= Departure control system =

Airlines computer systems responsible for passenger and bag processing activities

A departure control system (DCS) automates processing an airline's airport management operation, which includes managing the information required for airport check-in, printing boarding cards, baggage acceptance, boarding, load control and aircraft checks.

Today, DCS mostly (98%) manage e-tickets using interfaces from a number of devices, including check-in kiosks, online check-in, mobile boarding cards, and baggage handling. DCS are able to identify, capture and update reservations from an airline's computer reservation system for passengers stored in a so-called passenger name record (PNR). A DCS is used to update reservations, typically as checked-in, boarded, flown or another status.

Additionally and increasingly, a DCS for some city-pair sectors may also interface with immigration control (such as Advance Passenger Information System) for visa, immigration and passenger no-fly watchlists.

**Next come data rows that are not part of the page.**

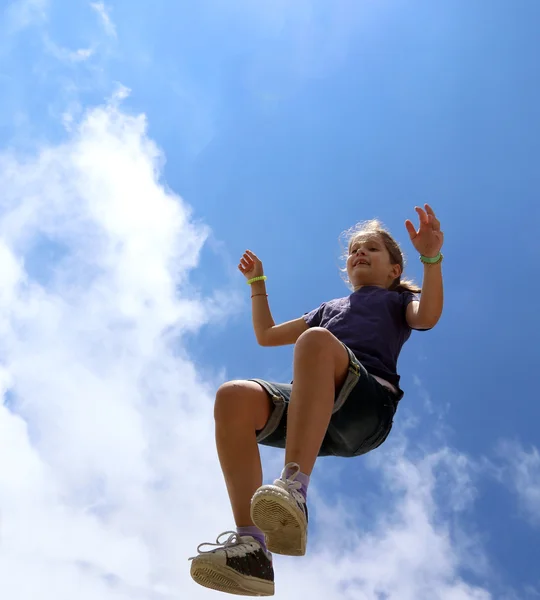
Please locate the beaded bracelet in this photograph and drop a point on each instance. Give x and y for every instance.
(431, 261)
(261, 278)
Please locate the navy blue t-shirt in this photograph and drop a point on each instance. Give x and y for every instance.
(372, 323)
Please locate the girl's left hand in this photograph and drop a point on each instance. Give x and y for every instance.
(428, 240)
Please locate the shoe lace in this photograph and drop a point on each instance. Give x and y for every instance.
(233, 545)
(288, 482)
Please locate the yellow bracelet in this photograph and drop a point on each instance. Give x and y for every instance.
(261, 278)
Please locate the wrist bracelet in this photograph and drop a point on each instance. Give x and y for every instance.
(261, 278)
(431, 260)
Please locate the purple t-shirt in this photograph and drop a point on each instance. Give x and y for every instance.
(372, 323)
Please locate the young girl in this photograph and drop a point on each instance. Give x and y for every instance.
(342, 401)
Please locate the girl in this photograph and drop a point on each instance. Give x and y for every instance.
(342, 402)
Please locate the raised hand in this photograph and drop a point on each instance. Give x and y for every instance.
(429, 238)
(250, 266)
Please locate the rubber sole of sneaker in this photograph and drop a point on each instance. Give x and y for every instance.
(283, 523)
(224, 579)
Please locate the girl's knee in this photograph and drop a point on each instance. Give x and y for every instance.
(235, 401)
(315, 338)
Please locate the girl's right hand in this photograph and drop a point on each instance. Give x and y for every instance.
(250, 266)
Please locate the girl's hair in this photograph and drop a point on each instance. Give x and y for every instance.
(374, 226)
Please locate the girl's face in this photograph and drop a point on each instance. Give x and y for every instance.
(369, 262)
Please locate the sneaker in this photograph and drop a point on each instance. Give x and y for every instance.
(280, 511)
(239, 565)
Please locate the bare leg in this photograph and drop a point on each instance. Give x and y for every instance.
(320, 366)
(242, 408)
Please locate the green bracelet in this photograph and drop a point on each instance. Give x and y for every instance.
(261, 278)
(433, 260)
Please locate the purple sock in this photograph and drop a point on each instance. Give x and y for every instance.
(302, 478)
(254, 532)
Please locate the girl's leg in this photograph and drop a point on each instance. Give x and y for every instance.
(241, 408)
(321, 364)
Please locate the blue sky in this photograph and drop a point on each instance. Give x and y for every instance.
(142, 149)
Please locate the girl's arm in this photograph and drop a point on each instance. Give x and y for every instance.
(425, 314)
(266, 331)
(428, 241)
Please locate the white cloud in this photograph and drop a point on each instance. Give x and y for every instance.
(108, 473)
(105, 18)
(65, 54)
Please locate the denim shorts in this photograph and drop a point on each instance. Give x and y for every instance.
(361, 420)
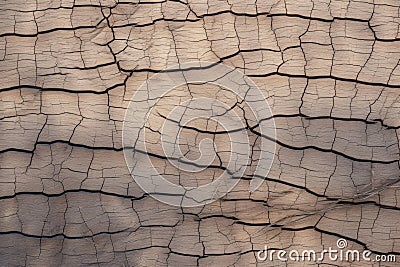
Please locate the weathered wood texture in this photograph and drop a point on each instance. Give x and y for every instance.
(329, 70)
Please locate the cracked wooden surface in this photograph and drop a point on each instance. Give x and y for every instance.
(329, 70)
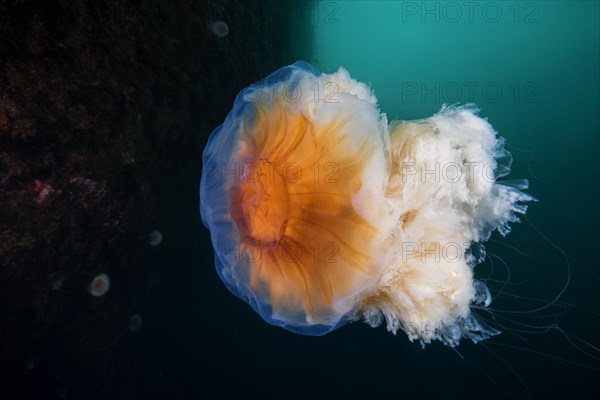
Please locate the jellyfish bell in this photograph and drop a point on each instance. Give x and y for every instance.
(288, 188)
(321, 214)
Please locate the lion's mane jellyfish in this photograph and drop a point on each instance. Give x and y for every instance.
(321, 213)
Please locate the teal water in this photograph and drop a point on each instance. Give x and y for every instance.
(533, 69)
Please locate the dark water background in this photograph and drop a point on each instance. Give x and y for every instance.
(532, 68)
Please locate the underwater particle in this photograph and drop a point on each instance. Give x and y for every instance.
(219, 29)
(321, 213)
(99, 285)
(135, 322)
(154, 238)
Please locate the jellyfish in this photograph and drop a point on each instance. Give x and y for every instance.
(322, 213)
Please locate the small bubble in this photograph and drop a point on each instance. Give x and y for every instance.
(135, 322)
(219, 29)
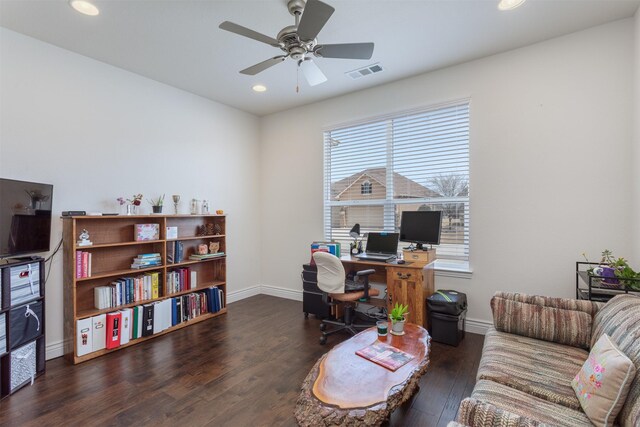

Historically, systems developed in North America have incorporated DCS functions as part of the reservations systems with check-in being initiated directly from the PNR. Load control (weight and balance) is then provided by a standalone application. Systems developed by airlines outside North America have traditionally had a separate database for DCS, requiring passenger data to be transferred from the PNR into DCS records. These systems have an integrated weight and balance capability.

"New generation" DCSs are being developed and deployed by vendors such as Amadeus and SITA as part of the overall re-engineering of airline Passenger Services Systems. These new systems typically use a common database and a services oriented architecture that allows reservations, check-in and other services to maintain a consistent view of passenger information.

Larger international airports will have a range of DCS or a single DCS which each particular airline carrier can integrate with for streamlined operations.